Cowgirl Clue at Bottom of the Hill, by Lorisa Salvatin
Cowgirl Clue (photo: Lorisa Salvatin)

Words by Lorisa Salvatin

With a small string of California shows lined up, Texas-born, OC-based Cowgirl Clue kicked it off by playing a small, but high-energy show at Bottom of the Hill on Friday night.

The underground pop artist, more formally known as Ashley Clue, reeled in the crowd with her mystifying union of synthy melodies, pulsing bass and drum, and whimsical lyrics. Cowgirl Clue reigned the stage on her own, last night. Having been short of her usual accompaniment on drum pad, she illustrated that her craft is more than just a cool new sound for pop, but also a visual art, working the stage and displaying dance moves all her own (an homage to her modern dance years in college and fascination with voguing, Clue noted.)  Though this show only harbored an intimate-sized crowd, they showed their dedication to VadaVada, singing and moving along to the upbeat energy and the intricate sounds of her classic tracks, “Cherry Jubilee,” “Utopia,” and “Metamorphosis”.

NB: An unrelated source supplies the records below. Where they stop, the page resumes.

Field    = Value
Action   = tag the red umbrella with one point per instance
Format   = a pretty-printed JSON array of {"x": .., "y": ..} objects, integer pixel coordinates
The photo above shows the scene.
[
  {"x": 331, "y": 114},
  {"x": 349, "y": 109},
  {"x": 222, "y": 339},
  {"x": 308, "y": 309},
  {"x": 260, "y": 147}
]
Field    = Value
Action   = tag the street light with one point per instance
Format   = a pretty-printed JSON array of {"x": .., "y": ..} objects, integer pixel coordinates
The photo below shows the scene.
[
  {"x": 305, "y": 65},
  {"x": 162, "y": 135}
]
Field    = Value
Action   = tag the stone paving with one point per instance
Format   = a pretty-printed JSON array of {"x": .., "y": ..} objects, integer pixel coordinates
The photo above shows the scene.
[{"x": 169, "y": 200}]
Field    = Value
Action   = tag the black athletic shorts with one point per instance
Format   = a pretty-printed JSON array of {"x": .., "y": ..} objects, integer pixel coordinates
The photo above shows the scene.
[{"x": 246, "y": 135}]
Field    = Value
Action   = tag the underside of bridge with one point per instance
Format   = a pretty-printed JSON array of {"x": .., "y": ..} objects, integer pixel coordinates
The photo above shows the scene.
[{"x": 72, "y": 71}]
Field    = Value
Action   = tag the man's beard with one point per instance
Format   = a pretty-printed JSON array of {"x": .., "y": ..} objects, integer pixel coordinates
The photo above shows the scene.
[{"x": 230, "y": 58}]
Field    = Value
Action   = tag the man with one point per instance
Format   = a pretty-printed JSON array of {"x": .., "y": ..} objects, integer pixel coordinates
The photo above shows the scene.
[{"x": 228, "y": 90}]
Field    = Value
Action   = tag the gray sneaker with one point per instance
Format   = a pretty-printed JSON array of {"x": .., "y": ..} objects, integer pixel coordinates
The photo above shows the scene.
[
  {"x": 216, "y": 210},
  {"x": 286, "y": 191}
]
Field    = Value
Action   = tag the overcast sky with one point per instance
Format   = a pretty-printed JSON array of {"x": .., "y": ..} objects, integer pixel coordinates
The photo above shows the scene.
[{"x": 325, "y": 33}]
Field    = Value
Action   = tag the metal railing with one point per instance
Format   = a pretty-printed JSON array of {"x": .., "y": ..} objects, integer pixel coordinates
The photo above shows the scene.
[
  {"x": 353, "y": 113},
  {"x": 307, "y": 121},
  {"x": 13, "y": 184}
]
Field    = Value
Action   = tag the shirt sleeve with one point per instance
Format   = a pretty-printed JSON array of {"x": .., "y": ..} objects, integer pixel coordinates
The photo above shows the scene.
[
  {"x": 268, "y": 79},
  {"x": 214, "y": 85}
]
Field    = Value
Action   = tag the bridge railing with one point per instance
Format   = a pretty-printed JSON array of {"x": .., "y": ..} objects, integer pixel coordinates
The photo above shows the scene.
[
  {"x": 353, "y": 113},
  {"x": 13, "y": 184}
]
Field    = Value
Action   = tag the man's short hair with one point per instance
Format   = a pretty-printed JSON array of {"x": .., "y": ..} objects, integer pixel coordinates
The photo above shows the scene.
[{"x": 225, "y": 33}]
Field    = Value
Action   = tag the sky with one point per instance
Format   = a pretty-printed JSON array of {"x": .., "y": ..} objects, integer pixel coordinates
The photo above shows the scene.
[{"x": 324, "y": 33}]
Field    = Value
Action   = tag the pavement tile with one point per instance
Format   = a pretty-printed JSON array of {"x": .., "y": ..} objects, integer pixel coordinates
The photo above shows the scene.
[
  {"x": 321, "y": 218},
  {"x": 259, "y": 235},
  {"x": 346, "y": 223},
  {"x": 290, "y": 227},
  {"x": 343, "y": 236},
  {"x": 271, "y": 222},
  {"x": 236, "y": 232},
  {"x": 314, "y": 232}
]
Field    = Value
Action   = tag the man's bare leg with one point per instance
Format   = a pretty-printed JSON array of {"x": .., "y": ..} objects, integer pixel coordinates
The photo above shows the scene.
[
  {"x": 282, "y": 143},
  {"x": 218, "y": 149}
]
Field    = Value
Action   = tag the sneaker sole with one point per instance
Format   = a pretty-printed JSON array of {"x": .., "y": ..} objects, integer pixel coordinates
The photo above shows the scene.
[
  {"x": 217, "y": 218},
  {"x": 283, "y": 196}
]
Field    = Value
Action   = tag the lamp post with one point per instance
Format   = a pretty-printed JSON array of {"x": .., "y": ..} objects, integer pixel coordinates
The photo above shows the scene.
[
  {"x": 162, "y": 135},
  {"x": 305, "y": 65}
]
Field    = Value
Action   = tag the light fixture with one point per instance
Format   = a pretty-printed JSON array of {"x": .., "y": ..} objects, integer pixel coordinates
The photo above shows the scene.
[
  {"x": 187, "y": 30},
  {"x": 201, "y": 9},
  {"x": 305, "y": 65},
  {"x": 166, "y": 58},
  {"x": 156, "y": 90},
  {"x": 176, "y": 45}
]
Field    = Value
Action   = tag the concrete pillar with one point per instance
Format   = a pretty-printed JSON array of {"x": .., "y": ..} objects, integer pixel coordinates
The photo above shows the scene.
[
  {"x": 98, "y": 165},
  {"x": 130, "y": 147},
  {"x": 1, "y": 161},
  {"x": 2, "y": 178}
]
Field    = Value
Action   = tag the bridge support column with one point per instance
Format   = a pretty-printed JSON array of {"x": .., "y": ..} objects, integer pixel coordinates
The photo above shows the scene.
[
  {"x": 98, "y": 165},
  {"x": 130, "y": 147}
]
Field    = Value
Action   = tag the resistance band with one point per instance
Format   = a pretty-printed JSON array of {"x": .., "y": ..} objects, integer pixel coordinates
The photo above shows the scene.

These next strings of shows are all to ramp up for what’s in the near future, Clue said. Weaved into her setlist were newer songs, “Taxi, Taxi,” “Buzz Out,” and “Clue Wear,” which all have a different feel than the tracks on her previous EP, Limellight.

“I guess, it’s shaping more into a introduction to  who I am…” she said, as she elaborated on writing new songs for a potential new release before the year ends, “They’re a lot more simple now and much more catchy than before.”

In addition to new music to come, Cowgirl Clue continues to just soak in her growth as musician. In the coming days, she will be playing a show dedicated to the release of her new music video Thursday, August 30 at 1720 in LA. She will also be sharing the stage at the Teragram Ballroom with Mac DeMarco this coming Friday.

An array of artists opened up for Cowgirl Clue at Friday night’s show — “It’s kind of like a mixed bag,” mentioned Clue, when speaking on the night’s openers. On one end, Rinse & Repeat added quirk and spunk to the lineup. The duo, clad in matching jumpsuits and metallic painted combat boots, warmed up the crowd with a set of new wave mixed with punk. Their driving bass lines and sharp synth reminiscent of something out of a space odyssey. On the other end, Oakland native, Siri, slowed it down, rapping and singing over mellow hip-hop and R&B beats. In contrast to the upbeat melodies of the former artist mentioned, Siri’s music seemed to hold more weight lyrically, as she began each song with a personal anecdote. There was strong message in the vibe her music: Just chill and do you.